As described in the Oracle Documentation, you’ll need to add some fixed key-value pairs to the list shown above. You can do this using ‘setProperty’ on the ‘Operations’ tab. Repeat the invocation for each of the four key-value pairs described in the document and you should be all set. Note that this has to be done for each EM Console you wish to tune, so you can imagine why this is cumbersome.

However if you have MyST, all you need to do is add these properties to the Global Variables of the Platform Blueprint. This way, you only have to set the desired tuning values once and they will be used on all models that inherit from that blueprint. Simply click the blueprint and hit ‘Edit Configuration’. In the Global Variable section, press ‘bulk edit’ to add the properties listed below. Hit ‘save’ or ‘save and commit’ on your blueprint to save your changes, you no longer have to save the bulk change seperately. The list below describes the properties you need and what they do:

--enable caching for FMW Discovery data--
oracle.sysman.emas.discovery.wls.FMW_DISCOVERY_USE_CACHED_RESULTS=true

--sets how long the cache is valid in millisec, below is 30 days--
oracle.sysman.emas.discovery.wls.FMW_DISCOVERY_MAX_CACHE_AGE=2592000000

--sets a timeout for a running discovery when a new user logs in
oracle.sysman.emas.discovery.wls.FMW_DISCOVERY_MAX_WAIT_TIME=1800000

--skip certain metrics (and big SQL statements) so login is faster--
LargeRepository=true

The tuning of the EM console is now added out-of-the-box for each new environment you provision based on this blueprint! But what about existing models?

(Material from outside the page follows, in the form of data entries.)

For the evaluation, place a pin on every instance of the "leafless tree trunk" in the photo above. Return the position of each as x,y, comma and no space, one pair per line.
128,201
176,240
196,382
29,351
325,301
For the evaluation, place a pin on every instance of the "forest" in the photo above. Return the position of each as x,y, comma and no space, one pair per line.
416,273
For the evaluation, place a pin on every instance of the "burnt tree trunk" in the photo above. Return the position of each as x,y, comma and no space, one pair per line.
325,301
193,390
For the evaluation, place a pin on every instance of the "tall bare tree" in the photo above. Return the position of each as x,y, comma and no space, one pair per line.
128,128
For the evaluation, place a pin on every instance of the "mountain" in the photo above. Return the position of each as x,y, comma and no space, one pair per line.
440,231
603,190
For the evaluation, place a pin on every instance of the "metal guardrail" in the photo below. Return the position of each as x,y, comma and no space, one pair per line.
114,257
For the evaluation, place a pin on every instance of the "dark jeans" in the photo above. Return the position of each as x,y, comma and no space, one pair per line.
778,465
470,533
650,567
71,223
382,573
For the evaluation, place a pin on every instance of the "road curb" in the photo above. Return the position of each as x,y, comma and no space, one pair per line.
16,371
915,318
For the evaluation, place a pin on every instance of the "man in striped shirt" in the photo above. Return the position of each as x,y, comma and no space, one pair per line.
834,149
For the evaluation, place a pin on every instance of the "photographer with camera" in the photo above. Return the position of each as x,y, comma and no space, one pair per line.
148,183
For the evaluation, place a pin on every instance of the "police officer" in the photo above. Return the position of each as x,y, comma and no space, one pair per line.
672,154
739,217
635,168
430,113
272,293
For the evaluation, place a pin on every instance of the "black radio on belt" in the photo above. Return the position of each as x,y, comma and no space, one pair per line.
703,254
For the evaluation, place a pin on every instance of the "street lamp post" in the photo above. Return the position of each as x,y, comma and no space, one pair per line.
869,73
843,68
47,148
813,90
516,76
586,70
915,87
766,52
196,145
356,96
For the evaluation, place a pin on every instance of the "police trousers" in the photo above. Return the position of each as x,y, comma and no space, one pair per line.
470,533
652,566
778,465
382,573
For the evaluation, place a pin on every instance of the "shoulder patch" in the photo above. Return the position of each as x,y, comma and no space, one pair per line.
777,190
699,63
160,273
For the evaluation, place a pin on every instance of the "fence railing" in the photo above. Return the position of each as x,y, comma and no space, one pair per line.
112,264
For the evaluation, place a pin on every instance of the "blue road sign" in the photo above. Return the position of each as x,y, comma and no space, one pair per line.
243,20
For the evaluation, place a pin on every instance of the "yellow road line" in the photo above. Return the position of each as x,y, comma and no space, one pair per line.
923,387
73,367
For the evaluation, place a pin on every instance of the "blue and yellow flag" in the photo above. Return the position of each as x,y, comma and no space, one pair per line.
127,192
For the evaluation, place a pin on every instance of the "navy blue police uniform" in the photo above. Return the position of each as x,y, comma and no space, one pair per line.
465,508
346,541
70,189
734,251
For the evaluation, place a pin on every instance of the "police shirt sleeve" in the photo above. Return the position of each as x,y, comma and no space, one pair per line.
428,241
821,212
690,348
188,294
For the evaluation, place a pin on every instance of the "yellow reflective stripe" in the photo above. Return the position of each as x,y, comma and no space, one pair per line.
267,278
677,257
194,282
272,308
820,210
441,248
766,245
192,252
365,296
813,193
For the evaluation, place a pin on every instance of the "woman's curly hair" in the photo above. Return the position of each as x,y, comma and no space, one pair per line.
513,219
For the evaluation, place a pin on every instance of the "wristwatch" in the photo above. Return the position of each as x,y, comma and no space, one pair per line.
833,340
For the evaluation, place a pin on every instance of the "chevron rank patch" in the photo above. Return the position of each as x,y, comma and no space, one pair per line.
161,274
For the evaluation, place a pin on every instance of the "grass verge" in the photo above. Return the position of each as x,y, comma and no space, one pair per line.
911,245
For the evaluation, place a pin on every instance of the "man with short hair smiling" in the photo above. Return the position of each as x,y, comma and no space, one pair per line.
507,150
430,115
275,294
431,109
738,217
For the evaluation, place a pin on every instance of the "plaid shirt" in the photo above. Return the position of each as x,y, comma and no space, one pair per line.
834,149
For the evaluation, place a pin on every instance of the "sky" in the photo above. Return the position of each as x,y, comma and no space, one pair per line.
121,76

First, select your model and run the ‘update’ command. Although you will not see any changes in the log, this changes your MyST instance so that it will use the new global variables in the future. In case you’re dealing with a 12c environment, you need to run a custom action on the same model and use ‘configure-soa’ as the action. Don’t forget to hit the ‘tab’ key, otherwise the command won’t stick. In 11g environments this step can be skipped because the ‘configure-soa’ command is part of the ‘update’ procedure.

Hit Execute and you should see the following in the MyST logs:

And you’re done! Note that these instructions closely resemble the method of setting mbeans on your MyST environments, as described by Maarten. However, setting mbeans has to be done on the ‘SOA Product’ section in MyST, whereas the EM Tuning parameters have to be added to ‘Global Variable’ section.

We hope these instructions will save you a lot of time, clicking though the mbean browser and especially logging into EM.